Фотография – самый успешный носитель модернистского вкуса в массовом варианте с его стараниями развенчать высокую культуру прошлого (сосредоточившись на обрывках, мусоре, всякой всячине, ничем не пренебрегая), его сознательным заигрыванием с вульгарностью, его умением примирить авангардистские амбиции с коммерческими дивидендами, с его псевдорадикальной снисходительностью к искусству как явлению реакционному, элитистскому, снобистскому, неискреннему, манерному, далекому от правды повседневной жизни, с его превращением искусства в культурный документ. В то же время фотографии постепенно передаются тревоги и смущение модернистского искусства. Сегодня многие профессионалы обеспокоены тем, что эта популистская стратегия зашла слишком далеко и публика забудет, что фотография все-таки благородное и возвышенное занятие – короче, искусство. Ибо модернистское продвижение наивного искусства всегда содержит одну оговорку: чтобы уважалась его собственная скрытая претензия на изощренность.

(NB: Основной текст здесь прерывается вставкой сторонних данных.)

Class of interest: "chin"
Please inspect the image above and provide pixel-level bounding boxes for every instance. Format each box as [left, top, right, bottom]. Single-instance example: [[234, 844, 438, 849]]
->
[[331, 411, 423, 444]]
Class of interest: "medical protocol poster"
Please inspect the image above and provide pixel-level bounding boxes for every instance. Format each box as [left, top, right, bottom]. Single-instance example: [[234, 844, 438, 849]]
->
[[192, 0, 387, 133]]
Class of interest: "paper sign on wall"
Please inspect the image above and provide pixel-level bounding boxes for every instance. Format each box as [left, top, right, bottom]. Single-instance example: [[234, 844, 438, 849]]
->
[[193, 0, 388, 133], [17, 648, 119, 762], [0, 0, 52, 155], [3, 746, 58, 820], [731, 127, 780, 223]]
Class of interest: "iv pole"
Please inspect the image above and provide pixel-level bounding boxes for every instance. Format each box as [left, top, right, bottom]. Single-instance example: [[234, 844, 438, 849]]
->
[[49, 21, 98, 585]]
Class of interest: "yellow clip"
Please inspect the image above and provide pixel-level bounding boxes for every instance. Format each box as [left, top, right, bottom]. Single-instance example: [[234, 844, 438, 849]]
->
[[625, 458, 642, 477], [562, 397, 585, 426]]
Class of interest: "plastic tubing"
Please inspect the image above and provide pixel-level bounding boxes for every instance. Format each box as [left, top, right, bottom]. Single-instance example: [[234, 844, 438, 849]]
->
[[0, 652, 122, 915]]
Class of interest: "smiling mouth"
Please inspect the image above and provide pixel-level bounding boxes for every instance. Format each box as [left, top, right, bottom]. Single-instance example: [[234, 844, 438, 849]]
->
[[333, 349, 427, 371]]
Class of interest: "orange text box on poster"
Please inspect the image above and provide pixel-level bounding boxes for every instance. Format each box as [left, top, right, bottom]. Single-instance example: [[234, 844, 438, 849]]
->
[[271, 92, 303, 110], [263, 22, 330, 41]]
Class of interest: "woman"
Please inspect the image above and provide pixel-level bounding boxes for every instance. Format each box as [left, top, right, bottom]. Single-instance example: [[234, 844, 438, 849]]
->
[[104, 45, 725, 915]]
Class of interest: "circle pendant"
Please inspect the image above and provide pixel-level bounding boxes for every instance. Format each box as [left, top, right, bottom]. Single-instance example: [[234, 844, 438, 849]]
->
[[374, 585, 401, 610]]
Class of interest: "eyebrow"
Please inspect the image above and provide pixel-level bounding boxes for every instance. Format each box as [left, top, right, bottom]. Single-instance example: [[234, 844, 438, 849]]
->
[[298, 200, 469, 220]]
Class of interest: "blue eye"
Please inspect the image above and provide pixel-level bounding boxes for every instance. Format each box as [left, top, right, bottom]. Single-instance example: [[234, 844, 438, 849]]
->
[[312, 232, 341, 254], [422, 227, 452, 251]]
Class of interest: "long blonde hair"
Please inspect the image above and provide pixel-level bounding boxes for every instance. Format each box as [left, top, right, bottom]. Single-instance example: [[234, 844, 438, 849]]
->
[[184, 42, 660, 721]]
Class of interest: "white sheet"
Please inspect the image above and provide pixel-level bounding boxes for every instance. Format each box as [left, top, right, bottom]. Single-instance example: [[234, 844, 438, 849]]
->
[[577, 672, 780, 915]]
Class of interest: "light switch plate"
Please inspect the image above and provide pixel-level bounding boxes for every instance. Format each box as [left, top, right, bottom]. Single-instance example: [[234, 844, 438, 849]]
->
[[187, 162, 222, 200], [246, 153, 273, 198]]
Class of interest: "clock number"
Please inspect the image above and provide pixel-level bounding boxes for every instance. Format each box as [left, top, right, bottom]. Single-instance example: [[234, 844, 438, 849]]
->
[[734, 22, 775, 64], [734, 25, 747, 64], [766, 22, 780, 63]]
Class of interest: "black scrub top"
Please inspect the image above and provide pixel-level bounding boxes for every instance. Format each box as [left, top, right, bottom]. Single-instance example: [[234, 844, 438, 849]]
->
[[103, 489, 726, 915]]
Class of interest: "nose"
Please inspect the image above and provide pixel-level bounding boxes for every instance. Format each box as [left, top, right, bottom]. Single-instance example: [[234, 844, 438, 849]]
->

Не случайно, что, когда фотографы перестали обсуждать, является ли фотография искусством, публика признала ее таковым – и фотография большими силами двинулась в музей. Натурализация фотографии в художественном музее есть окончательная победа столетней кампании, которую вели модернисты за то, чтобы стереть границы в определении искусства, ибо для этого наступления фотография была гораздо более удобной территорией, нежели живопись. Потому что разделительную линию между любителем и профессионалом, между примитивным и изощренным в фотографии не просто труднее провести, чем в живописи, – в ней мало смысла. Наивная, или коммерческая, или утилитарная фотография и фотография самых одаренных профессионалов – одной породы. Снимки безымянных любителей бывают так же интересны, сложны формально, так же показательны в смысле возможностей фотографии, как произведения Стиглица или Эванса.
Предположение, что все виды фотографии принадлежат к непрерывной, внутренне связанной традиции, когда-то казавшееся слишком смелым, теперь представляется самоочевидным, определяет современные фотографические вкусы и допускает неограниченное их расширение. Правдоподобным же оно стало только тогда, когда фотографией заинтересовались кураторы и историки и ее стали регулярно выставлять в музеях и галереях. Музей не отдает предпочтения одному какому-то стилю. Он представляет фотографию как собрание параллельных стилей и задач, сколь угодно различных, но не воспринимаемых как взаимно противоречащие. Эта деятельность музеев имела огромный успех у публики, реакция же самих профессиональных фотографов была неоднозначной. Новообретенная легитимность фотографии не могла их не радовать. С другой стороны, они видели угрозу в том, что самые художественные изображения обсуждаются в одном ряду со всеми другими типами изображений – от фотожурналистики до научной фотографии и семейных снимков. Это якобы низводит фотографию до чего-то тривиального, вульгарного, до обыкновенного ремесла.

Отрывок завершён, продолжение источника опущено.